In Kapitel 1 werden ein kurzer, historischer Überblick über die Entwicklung des Testens und Bewertens gegeben und drei Perioden des Sprachentestens vorgestellt, die als Beispiele für die Entwicklung von subjektiven, normorientierten Tests hin zu einer objektiven, validen und an Kriterien orientierten Bewertung dienen. In Kapitel 2 wird der GeR als kommunikativer, kompetenz- und handlungsorientierter Referenzrahmen des Europarates präsentiert, sein Entstehungskontext beleuchtet, die Niveaustufen A1 bis C2 beschrieben und deren Bedeutung für das Testen und Bewerten von fremdsprachlichen Leistungen kritisch betrachtet. Die Hinwendung des GeR zu Sprachverwendenden als kommunikative, sozial Agierende und einer damit verbundenen positiven Sichtweise des Fehlers als inhärentes Kennzeichen von Lernersprache macht es erforderlich, die Rolle des Fehlers im Fremdsprachenunterricht neu zu überdenken, was in Kapitel 3 erfolgt.

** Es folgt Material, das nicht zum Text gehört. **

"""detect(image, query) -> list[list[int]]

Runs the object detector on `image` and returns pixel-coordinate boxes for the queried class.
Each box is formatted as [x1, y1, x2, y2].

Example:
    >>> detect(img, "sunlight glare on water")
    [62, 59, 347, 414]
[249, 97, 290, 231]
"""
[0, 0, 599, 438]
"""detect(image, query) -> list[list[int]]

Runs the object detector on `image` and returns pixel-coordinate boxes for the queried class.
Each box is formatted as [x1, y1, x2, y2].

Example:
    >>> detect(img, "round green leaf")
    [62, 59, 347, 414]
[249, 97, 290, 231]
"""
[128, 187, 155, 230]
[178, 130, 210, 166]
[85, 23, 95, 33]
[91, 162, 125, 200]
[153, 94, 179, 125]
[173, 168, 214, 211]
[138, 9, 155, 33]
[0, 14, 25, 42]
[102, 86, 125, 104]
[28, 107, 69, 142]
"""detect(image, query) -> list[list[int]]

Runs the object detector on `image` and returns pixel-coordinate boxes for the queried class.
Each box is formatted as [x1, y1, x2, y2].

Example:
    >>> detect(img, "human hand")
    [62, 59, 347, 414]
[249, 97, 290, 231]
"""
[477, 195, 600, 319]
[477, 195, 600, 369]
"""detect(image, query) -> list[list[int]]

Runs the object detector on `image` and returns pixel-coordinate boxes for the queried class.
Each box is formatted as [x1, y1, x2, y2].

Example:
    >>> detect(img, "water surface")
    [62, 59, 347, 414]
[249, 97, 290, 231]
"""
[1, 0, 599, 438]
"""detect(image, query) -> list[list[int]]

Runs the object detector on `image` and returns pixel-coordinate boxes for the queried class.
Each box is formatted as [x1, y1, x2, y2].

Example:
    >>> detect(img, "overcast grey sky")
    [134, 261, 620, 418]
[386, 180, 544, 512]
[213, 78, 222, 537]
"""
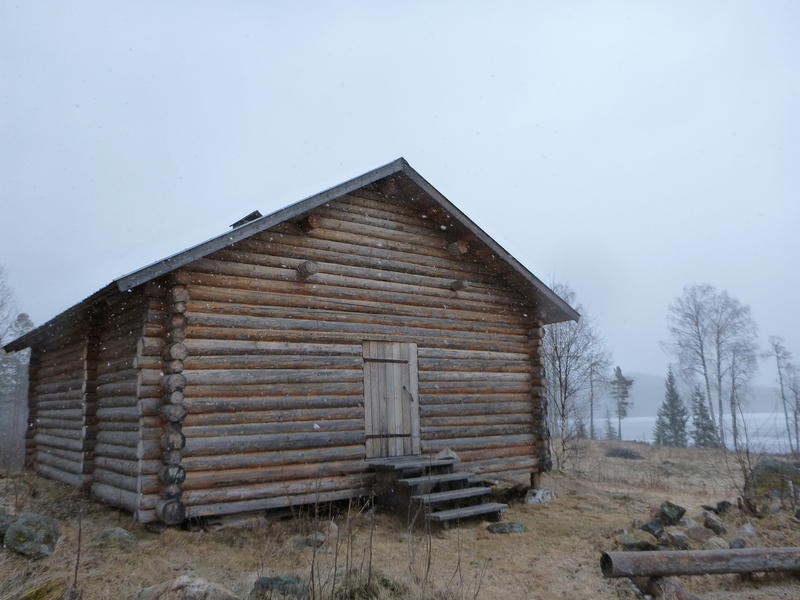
[1, 2, 797, 383]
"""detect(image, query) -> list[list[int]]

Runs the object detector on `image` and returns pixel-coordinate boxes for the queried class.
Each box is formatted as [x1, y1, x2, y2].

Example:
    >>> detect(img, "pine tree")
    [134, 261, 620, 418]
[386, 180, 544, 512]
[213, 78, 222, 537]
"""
[653, 368, 688, 447]
[690, 386, 719, 448]
[609, 366, 634, 440]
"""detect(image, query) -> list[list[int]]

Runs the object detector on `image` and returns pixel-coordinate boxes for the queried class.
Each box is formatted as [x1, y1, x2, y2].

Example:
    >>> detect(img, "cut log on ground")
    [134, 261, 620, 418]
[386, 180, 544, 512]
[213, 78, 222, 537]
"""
[601, 547, 800, 578]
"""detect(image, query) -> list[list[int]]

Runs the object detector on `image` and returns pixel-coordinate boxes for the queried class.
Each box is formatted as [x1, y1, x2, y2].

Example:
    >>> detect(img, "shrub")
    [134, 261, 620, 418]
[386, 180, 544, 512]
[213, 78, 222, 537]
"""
[605, 446, 644, 460]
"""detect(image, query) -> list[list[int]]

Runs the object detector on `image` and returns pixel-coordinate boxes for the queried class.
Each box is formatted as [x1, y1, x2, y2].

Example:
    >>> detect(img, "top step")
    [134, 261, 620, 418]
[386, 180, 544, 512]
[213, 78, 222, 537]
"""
[367, 457, 457, 471]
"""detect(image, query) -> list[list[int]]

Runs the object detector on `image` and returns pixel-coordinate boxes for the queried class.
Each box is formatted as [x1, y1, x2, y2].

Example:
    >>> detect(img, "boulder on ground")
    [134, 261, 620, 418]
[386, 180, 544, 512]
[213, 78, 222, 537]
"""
[703, 511, 727, 535]
[487, 522, 526, 534]
[686, 526, 714, 543]
[92, 527, 137, 550]
[749, 458, 800, 497]
[729, 523, 757, 549]
[4, 512, 60, 559]
[617, 530, 658, 551]
[703, 536, 729, 550]
[640, 520, 664, 539]
[663, 529, 690, 550]
[525, 488, 554, 505]
[249, 575, 307, 599]
[658, 501, 686, 526]
[136, 575, 240, 600]
[291, 531, 327, 549]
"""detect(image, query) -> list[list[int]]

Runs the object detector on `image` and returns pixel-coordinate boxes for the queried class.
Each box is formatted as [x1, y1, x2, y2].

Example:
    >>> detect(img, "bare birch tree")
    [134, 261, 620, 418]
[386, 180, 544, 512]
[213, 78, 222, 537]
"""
[666, 284, 758, 448]
[542, 283, 610, 468]
[766, 337, 797, 454]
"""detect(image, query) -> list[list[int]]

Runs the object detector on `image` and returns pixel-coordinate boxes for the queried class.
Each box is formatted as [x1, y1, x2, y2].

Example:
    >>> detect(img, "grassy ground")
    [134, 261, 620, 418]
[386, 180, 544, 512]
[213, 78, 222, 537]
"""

In Kapitel 4 werden die Testgütekriterien in zwei Teilen vorgestellt: Im ersten Teil werden Arten der Objektivität, Reliabilität und Validität erklärt und beschrieben, wobei vor allem auf das zentrale Kriterium der Konstruktvalidität und den sich wandelnden Interpretationen der Validität bzw. des Prozesses der Validierung fokussiert wird. Im zweiten Teil wird auf die Prinzipien Authentizität, Washback und Praktikabilität eingegangen, der Bezug zwischen Testaufgaben und real-world tasks diskutiert, die Auswirkung von Tests auf Lehrende, Lernende, Unterricht und Bildungssystem illustriert sowie eine Kosten-Nutzen-Rechnung hinsichtlich Testressourcen aufgestellt. Der Testentwicklungszyklus wird in Kapitel 5 anhand von standardisierten Tests beschrieben; Begriffe wie Testzweck, Testarten, Testspezifikationen, text mapping, Prototypisierung, Pilotierung, Feldtestung, Benchmarking und Standard-Setting werden definiert und näher erklärt, um u.a. auf die hohe ethische Verantwortung im Bereich des Testens und Bewertens einzugehen.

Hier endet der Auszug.